As a child of a stay-at-home-mom, I always loved Joker's Wild, Tic-Tac-Dough, and the early Price-is-Right. It was great to watch regular people win fun prizes and cash. I often shopped with my mom, so I knew the prices of things on Price is Right. "Come on down, Brenda.... you can win!" When I grew up, I wanted to be on Bob Barker's Contestant's Row! Or better yet, a "Barker's Beauty."
Do you remember "MatchGame 76?" Anyone? It was entertaining, funny, and although risque for its time, quite clever. I watched it as a child and didn't understand half the jokes, but laughed anyway because anything pouring out of Charles Nelson Reilly's mouth was just hilarious. It just was.
Apparently I zoned out for about 20 years or so, and the game show world changed. I don't know what happened, maybe Mark Goodson and Bill Toddman just cannot be replaced? Or maybe we are all becoming so intellectually challenged that we cannot summon the mental strength to read a book or two now and then. We prefer to watch "Idiot Parade" in its various forms.
The Grand Marshalls There is something fascinatingly sick about the content of today's game shows. It's sort of like an eight-car pile up on the interstate. You hate to see the carnage and the destruction, yet you can't take your eyes off it. I can't bring myself to call these shows "games" anymore. They are not game shows, they are "idiot parades." And the hosts? They are the Grand Marshalls.

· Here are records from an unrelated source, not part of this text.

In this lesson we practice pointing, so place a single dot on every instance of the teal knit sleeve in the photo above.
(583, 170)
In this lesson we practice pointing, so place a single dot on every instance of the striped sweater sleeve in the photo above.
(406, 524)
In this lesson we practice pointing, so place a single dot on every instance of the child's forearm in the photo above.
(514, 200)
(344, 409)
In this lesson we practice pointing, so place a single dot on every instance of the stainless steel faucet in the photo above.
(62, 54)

Whoever hired the chick on "Weakest Link" should be dipped in honey, rolled in turbinado sugar, and then thrown into a pile of fire ants. Since when is being a pompous, hateful bitch a good thing? When I act like that I get bounced off the walls at work, shunned, and reprimanded. My boyfriend just leaves and comes back after the mood has passed. Yet she gets paid to act like she has PMS 24/7. If I had a job like that for just three days a month, I could retire by the time I'm 40. (Personal Note to Anne: You are the weakest excuse for talent. Goodbye.)
Deliver me from Alex "I'm-From-Canada-But-Speak-With-A-Hispanic-Accent-When-It-Suits-Me" Trebec. I cannot believe any self-respecting person would spend part of their day watching this man. Try out for the show? Fly to the studio and talk to him? No tme.
Alex: "A popular mexican dish consisting of grilled meat, rolled in flour tortiYASSSS"Contestant: "What is a burrito?"Alex: "Nooooooooo, sorry. The answer is fa-HEEE-THAAASSSS!" (Personal Note to Alex: You’re from Canada)
I love the spoof of "Jeopardy" they do on "Saturday Night Live." Will Ferrell plays Trebec, and Darrell Hammond plays Sean Connery. Hammond says the one thing we all wish just one contestant would say: "Trebec you pompous windbag... it's easy for you to act so smart when you have those cards in front of you!" From his lips to Nielsen's ears.
Bob Barker, you broke my heart. The truth is out about you. You didn't pay your staff enough to keep quiet about how vindictive you are, not to mention horny. Although, I don't consider that, in and of itself, a bad thing. But dipping your pen in the show's inkwell, and firing your beauties because they put on a few pounds? Heartless. Do us all a favor and get yourself neutered. Please.